In 1966,The Hawks were introduced to Bob Dylan who recruited them to accompany him on a tour of Europe. At the conclusion of the long tour, the band remained on a salary paid by Dylan, and bought and lived in a pink house near Woodstock, N.Y. At that time, Dylan chose to drop out of public life, and began writing and recording with The Hawks. Recording sessions were sold by bootleggers, and many of the recordings were released, later on as The Basement Tapes. The Hawks became known as The Band and continued to record with Bob Dylan throughout the tumultuous late 1960’s, as the Viet Nam War raged and Dylan went electric. The Band released their debut album, Music From Big Pink, in 1968. It was their association with Woodstock, N.Y. and also the fact that Bob Dylan was set to headline that event, that the geographic location was chosen for the site of the festival that would rock the world.
By the 1970’s, the Viet Nam War came to an end and The Band felt a need to go their separate ways. The event was documented by Martin Scorsese in The Last Waltz, filmed in 1976. It marked the end of an era. Garth Hudson spent the next 16 years living and working in California on film soundtracks and participating in the music scene. In 1978, a fire leveled his home that he shared with his wife, Maud, and the misfortune had a profound impact on them. Eventually, in 1991, the couple moved from California to the same area of New York State where he had resided during the Big Pink era. Garth recorded three more albums with The Band in the early 1990’s. Sadly, of the original five members of The Band, only two are living: Garth Hudson and Robbie Robertson.
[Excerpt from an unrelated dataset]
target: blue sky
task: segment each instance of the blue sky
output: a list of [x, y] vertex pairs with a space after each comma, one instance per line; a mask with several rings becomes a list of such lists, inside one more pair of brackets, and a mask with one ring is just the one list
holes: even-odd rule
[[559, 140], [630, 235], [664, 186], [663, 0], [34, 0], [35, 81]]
Today,Garth is heavily engrossed in experimental forms of music, and released an album entitled, The Sea to the North. Constantly working, Garth Hudson is a much in-demand and respected session musician, recording and performing with a diverse collection of artists, and amassing an enormous catalog of work. In much of that work, he has involved the accordion. Garth Hudson produces, composes, arranges, records and performs with his wife and his eleven piece orchestra and teaches master classes, when time permits. “I don’t care if I never play for a Jazz audience.” He says,”the people I am concerned about approaching are out there, in middle America.”
“You must, after the age of 33, continue to do a certain type of work or else go into the shoe business, forget music or it will turn into hatred, or else reiteration, redundancy and in many cases, death.You have to find a type of work that you make yourself do that is not drug inspired.” Garth Hudson
Garth Hudson quotes from The Woodstock Times, Vol. 14, no. 13, March 28, 1985.